The Scottish Government then compounded matters by insisting the work be given to Ferguson’s before the terms of the contract were agreed.
A cursory check of timelines shows truncated decision-making to allow for a fanfare announcement at Nicola Sturgeon’s first SNP conference as First Minister. That not only meant the price agreed couldn’t possibly match the work required but just what work was required remained open to interpretation and change.
CMAL’s relationship with Ferguson’s broke down as plans were chopped and changed. The government refused to draw CMAL to heel or fund additional costs that Ferguson’s required.
The CMAL board threatened to resign en masse if the government intervened. And whilst that action would have doubtless been cheered to the rafters in island communities, the Scottish Government baulked at being exposed by the outgoing board for their initial instructions.
The yard then went into administration and the Scottish Government nationalised it. A turnaround director was put in at significant costs but little has changed. These are simply the wrong vessels and the plans for them are flawed.
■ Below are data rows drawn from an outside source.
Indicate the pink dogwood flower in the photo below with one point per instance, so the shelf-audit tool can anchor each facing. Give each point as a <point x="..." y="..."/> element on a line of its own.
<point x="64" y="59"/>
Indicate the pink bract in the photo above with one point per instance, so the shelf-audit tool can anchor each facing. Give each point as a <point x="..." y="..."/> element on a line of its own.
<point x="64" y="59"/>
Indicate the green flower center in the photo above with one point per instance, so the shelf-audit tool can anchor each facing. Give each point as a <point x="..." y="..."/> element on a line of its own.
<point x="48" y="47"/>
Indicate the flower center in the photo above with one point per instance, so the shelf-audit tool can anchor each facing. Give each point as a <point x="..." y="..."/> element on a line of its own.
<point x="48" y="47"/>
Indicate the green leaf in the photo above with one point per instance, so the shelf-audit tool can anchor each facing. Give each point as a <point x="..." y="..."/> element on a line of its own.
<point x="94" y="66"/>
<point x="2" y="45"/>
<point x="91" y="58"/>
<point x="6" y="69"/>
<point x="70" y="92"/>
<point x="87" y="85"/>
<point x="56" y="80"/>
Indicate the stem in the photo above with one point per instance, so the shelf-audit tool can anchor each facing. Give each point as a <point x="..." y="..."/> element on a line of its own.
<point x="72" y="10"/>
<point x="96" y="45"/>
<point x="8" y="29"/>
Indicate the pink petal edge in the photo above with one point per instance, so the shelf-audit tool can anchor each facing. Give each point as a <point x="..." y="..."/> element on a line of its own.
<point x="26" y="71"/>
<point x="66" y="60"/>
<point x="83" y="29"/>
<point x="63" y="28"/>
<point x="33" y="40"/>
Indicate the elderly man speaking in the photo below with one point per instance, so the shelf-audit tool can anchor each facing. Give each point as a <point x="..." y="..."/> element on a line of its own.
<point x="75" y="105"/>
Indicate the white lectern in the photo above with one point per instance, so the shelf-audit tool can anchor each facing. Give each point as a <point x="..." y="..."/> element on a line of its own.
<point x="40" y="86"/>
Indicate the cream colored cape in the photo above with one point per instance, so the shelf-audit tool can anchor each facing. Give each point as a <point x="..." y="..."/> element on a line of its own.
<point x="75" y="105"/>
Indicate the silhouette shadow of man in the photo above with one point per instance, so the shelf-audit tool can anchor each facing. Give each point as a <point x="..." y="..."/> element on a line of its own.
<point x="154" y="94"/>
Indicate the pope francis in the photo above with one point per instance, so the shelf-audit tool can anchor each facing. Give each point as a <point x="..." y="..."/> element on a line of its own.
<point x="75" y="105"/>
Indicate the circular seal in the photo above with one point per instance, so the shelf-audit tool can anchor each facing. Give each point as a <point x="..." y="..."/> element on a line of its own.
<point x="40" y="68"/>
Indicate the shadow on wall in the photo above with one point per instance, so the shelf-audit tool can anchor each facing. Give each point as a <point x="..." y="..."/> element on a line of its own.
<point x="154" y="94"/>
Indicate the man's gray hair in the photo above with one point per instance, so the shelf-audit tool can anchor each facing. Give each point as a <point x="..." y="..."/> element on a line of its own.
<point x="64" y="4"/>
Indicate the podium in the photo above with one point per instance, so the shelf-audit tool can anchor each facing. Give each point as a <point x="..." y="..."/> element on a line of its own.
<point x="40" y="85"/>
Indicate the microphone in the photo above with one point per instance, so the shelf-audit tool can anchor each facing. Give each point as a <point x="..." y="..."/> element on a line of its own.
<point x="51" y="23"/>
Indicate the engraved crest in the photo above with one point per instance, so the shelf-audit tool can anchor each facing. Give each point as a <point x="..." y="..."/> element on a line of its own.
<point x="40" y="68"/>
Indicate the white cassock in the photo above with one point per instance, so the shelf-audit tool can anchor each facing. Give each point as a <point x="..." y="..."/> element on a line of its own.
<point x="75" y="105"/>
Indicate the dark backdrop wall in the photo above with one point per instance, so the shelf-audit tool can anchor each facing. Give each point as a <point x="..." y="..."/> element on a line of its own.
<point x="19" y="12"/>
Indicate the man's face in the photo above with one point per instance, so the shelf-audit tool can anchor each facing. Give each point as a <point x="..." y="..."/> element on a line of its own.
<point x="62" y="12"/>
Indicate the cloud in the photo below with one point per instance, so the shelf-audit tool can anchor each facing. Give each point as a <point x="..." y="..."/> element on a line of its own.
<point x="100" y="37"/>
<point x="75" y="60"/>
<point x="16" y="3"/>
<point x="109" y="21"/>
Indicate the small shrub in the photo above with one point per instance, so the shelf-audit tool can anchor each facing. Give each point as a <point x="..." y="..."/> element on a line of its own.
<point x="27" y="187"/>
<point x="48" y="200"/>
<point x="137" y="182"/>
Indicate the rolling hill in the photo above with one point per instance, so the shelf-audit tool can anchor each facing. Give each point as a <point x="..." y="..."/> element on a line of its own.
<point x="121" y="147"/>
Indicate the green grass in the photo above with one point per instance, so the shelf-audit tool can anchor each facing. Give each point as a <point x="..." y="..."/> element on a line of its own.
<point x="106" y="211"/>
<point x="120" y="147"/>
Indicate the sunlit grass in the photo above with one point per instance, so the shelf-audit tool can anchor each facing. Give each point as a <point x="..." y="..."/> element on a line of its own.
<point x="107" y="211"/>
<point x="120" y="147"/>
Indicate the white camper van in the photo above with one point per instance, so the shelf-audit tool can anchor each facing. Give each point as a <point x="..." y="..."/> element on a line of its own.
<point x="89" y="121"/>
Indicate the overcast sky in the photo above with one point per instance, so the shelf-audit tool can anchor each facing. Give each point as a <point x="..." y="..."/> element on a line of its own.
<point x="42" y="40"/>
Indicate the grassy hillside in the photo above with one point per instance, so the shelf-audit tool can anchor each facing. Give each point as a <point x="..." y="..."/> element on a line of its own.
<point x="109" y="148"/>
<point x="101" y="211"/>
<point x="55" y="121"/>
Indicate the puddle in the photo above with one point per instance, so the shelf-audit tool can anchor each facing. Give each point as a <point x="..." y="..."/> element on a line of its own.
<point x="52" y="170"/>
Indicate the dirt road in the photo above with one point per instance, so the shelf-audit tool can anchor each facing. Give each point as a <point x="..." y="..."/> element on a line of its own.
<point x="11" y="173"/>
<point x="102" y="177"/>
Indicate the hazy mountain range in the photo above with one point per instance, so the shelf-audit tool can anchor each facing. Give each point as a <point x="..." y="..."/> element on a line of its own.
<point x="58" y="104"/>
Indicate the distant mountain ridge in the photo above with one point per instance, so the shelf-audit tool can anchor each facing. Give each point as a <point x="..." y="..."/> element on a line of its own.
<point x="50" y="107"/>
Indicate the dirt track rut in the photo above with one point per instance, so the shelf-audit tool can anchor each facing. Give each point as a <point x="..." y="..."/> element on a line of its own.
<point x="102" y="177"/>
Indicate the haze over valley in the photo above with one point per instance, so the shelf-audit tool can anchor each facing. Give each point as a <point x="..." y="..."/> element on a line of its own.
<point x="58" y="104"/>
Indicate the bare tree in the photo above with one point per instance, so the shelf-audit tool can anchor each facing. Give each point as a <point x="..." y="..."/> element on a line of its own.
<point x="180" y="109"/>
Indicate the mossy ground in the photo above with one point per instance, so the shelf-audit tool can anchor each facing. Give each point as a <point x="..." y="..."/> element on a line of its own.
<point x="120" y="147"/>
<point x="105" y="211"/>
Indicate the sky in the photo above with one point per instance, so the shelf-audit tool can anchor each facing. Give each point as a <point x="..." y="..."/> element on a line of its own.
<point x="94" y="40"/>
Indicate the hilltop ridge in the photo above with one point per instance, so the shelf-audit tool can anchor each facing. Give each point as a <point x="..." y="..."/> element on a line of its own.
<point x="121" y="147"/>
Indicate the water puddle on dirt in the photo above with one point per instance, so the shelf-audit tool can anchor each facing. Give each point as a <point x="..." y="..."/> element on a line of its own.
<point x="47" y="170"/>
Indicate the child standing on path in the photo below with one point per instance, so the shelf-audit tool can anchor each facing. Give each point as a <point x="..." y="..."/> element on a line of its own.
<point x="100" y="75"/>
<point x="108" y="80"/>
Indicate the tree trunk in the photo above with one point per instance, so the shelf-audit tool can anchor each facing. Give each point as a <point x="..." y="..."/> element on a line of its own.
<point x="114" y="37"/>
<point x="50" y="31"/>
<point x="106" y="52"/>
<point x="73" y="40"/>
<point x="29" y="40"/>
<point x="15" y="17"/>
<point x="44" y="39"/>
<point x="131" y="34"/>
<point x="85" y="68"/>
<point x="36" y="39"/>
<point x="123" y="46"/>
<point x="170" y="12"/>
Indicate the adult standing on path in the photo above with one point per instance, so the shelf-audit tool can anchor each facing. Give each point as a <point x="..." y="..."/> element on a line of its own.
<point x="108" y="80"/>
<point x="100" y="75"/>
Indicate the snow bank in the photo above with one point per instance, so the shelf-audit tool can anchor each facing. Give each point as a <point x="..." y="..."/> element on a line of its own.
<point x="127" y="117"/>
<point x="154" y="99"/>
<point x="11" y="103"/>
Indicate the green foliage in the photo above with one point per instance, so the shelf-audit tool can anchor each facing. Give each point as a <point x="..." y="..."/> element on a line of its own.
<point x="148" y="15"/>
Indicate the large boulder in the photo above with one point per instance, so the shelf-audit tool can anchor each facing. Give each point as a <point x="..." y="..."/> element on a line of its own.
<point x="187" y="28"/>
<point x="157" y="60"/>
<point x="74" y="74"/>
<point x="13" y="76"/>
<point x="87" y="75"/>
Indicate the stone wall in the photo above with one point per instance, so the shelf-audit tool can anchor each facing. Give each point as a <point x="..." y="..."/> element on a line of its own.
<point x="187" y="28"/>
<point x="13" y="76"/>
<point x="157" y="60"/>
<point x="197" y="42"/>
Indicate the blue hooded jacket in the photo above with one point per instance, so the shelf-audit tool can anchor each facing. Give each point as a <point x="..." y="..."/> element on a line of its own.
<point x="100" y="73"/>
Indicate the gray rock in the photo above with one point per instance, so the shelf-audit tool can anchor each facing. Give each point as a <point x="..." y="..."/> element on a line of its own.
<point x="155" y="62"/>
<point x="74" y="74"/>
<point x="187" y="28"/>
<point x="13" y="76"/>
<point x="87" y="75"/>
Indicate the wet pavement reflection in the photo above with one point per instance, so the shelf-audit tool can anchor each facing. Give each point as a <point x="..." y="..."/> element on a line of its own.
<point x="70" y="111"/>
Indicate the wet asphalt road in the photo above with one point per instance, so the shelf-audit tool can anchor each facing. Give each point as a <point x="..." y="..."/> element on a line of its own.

Just when they’ll sail – if they ever will – is open to question.
Now let me also say that I agree that the contracts should have gone to Ferguson’s as indeed I believe future CalMac vessels should be getting built there.
The yard has the skills and our communities, not Turkey, should be getting the work. But they have to be the right sort of ships and CMAL should be abolished with Scottish ministers taking steps to get the yard run by folk who know what they’re doing. Perhaps, come back Jim McColl!